Les chemins d’un renouveau des Églises
Dans la crise profonde que traverse l’Église catholique, les responsables religieux invitent à nous ressourcer dans l’Évangile. Depuis vingt siècles, le message du Christ s’appelle un Évangile, c’est-à-dire une « bonne nouvelle ». Les institutions ecclésiastiques qui ont assuré cette transmission ont trop souvent transformé ce qui était une bonne nouvelle en une « bonne réponse » à des catéchismes et une bonne adaptation à des organisations. Où se situe la différence entre ces deux expressions ? La bonne réponse est le reflet d’une question. Elle ne prend sens que par rapport aux présupposés culturels et institutionnels que suppose la question. Une « bonne nouvelle » nous ouvre un tout autre champ. Elle est par définition inattendue, déstabilisante, peut-être même scandaleuse. Ainsi, l’apôtre Paul définit la vie et la mort de Jésus comme un « scandale » pour la loi juive et une « folie » pour la sagesse grecque.
Jésus nous demande de rester veilleur de l’inattendu, de ne jamais enfermer quelqu’un, soi-même ou un autre, dans un jugement définitif. À tout moment, notre bonne conscience comme d’ailleurs notre culpabilité peuvent être bousculées par l’accueil d’une « bonne nouvelle ». Cette grâce nous évite de passer notre vie à tourner en rond dans l’espace étroit de nos théories, de nos morales, de nos systèmes de sécurité. Le Christ n’est en rien le théoricien d’une méthode spirituelle ou l’organisateur d’une structure religieuse. Sa trajectoire bouscule tous les états de vie et les relativise au nom de la conscience de sa filiation. Il meurt jeune et sa vie publique n’excède pas trois ans. Il se définit comme « Pâques », comme « passage » et, si l’on risque ce jeu de mots, « pas sage ». De son vivant, ses disciples n’ont pas compris grand-chose perdus qu’ils étaient dans l’attente d’un messie politico-religieux. « C’est votre intérêt que je parte car si je ne pars pas, le Paraclet ne viendra pas à̀ vous. » (Jn 16, 7.) Loin de favoriser la fascination du Maître, le Christ lie le surgissement de l’Esprit en l’homme à sa propre disparition. Au lieu de regarder le nez pointé vers le ciel, comme les disciples le jour de l’Ascension, l’homme est renvoyé à ses frères (cf. Act 1, 11).

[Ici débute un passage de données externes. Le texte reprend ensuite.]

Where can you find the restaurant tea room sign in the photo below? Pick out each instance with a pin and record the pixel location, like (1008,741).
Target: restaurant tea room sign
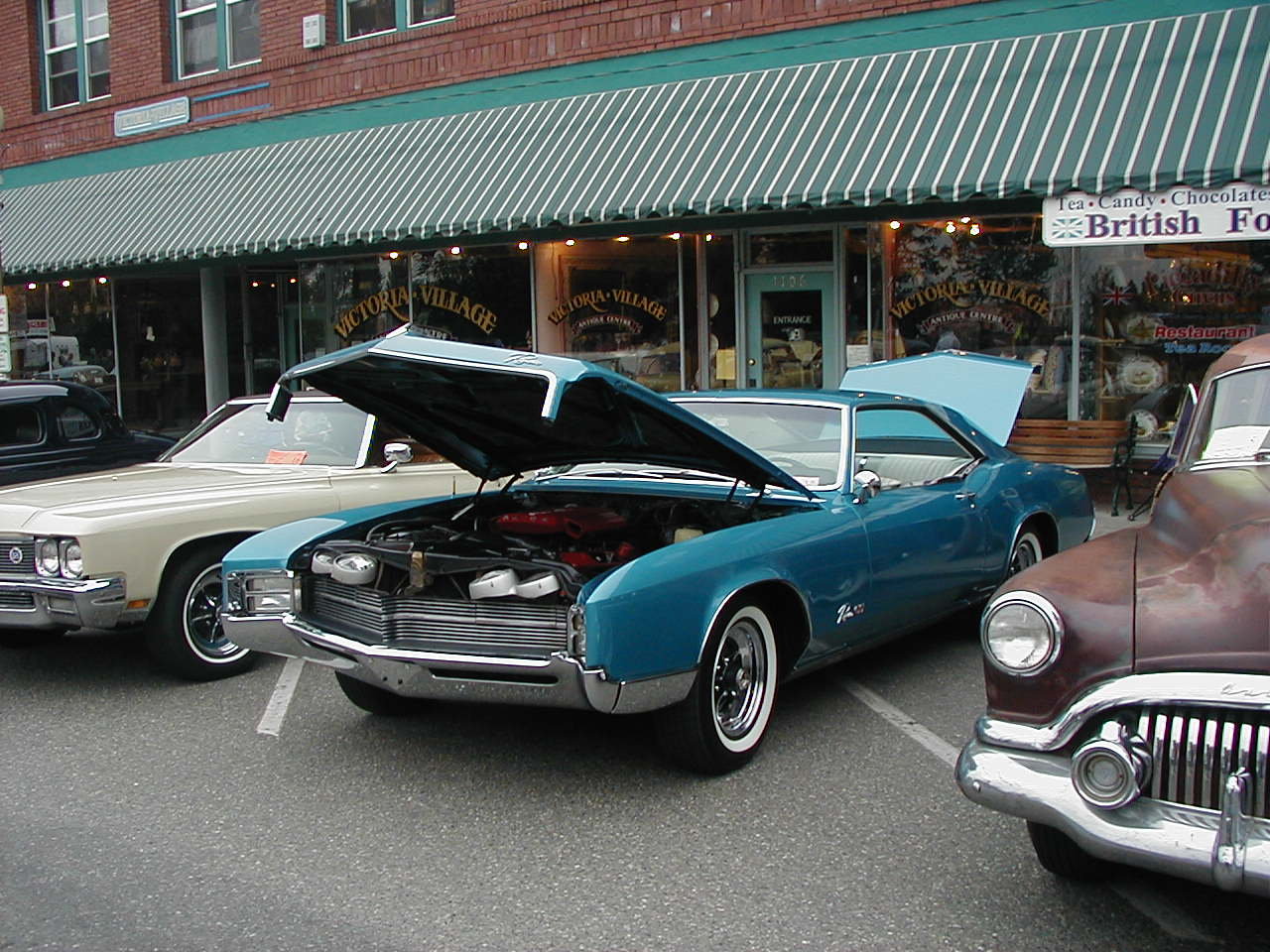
(1236,212)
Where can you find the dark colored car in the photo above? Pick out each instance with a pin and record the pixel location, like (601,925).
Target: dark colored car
(58,428)
(1129,678)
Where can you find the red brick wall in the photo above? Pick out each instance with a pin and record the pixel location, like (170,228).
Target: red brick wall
(486,39)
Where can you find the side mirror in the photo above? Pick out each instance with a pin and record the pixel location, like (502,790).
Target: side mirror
(867,485)
(395,454)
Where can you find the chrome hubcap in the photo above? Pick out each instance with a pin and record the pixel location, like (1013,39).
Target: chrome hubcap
(202,626)
(739,679)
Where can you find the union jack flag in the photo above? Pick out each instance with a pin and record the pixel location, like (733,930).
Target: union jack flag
(1116,298)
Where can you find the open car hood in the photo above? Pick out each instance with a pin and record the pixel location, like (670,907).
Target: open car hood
(497,413)
(985,390)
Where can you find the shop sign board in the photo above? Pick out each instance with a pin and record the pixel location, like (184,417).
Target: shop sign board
(154,116)
(1234,212)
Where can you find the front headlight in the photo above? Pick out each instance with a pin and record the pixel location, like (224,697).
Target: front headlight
(48,557)
(71,557)
(1021,633)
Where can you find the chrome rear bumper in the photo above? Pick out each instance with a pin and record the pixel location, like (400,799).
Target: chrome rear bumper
(1223,848)
(556,680)
(36,603)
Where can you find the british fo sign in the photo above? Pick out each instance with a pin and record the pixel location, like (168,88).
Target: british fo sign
(1237,212)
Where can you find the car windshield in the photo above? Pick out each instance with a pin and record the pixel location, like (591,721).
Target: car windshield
(803,439)
(314,433)
(1236,422)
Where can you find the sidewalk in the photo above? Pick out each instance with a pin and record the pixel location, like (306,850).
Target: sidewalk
(1101,492)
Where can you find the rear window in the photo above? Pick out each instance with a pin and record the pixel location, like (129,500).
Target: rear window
(19,425)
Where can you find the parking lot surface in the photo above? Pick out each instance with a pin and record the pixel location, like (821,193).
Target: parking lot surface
(266,811)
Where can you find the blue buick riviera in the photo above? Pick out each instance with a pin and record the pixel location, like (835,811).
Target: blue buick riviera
(639,552)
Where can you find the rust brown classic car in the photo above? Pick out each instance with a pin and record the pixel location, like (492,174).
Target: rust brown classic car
(1128,679)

Dès lors, l’amour agissant devient la nouvelle frontière. La tranquille possession de la loi par les clercs et de l’intériorité par les sages éclate. L’homme est désormais confronté aux excès de la grâce et du refus. Tous les pouvoirs vont tenter de colmater désespérément cette brèche. L’Évangile de Jean témoigne de ces scissions permanentes provoquées par les paroles de Jésus et de la course-poursuite des clercs et des chefs pour l’arrêter. Et lorsqu’enfin ils l’ont saisi, condamné, cloué, enterré, le « passage » de Pâques surgit dans la conscience des disciples et se répand dans une Pentecôte aux dimensions du monde. Cet arrachement final au Dieu des religions et des nations s’accomplit dans l’abandon confiant au Père source de toute naissance et renaissance. L’Évangile nous dit : Dieu est un enfant dans une crèche, Dieu est présent dans le pain partagé, Dieu habite le plus humble des hommes. C’est dire à quel point Dieu, à travers le Christ, « se défroque » des oripeaux de puissance et de gloire. Par quelle aberration tant de ses disciples se sont « froqués » de pouvoir, de dogmes, de moralisme, de richesses, de machisme ?
À l’heure où de nombreux scandales éclaboussent l’Église catholique, il est plus nécessaire que jamais d’entendre dans toute sa nouveauté la Bonne Nouvelle de Jésus Christ. Elle invite chacun à vivre de nouveaux «passages » qui seront de nouvelles naissances pour eux-mêmes et pour les Églises. C’est ce que suggère la sociologue des religions, Danièle Hervieu-Léger : « Le “système clérical”, auquel on impute désormais les dérives gravissimes qui explosent au grand jour, n’est pas réformable. Or c’est ce système même qu’il faut déconstruire si l’on veut inventer, si c’est possible, une autre manière de faire Église. Celle-ci ne peut plus séparer la redéfinition radicale du sacerdoce comme service de la communauté et la reconnaissance pleine et entière de l’égalité des femmes dans toutes les dimensions, y compris sacramentaires, de la vie de l’Église » (1).
Bernard Ginisty
(1) Cité dans l’article d’Olivier Pascal-Moussellard :Pédophilie dans l’Église : C’est tout le système clérical qu’il faut déconstruire, site Télérama soirée du 12 novembre 2018.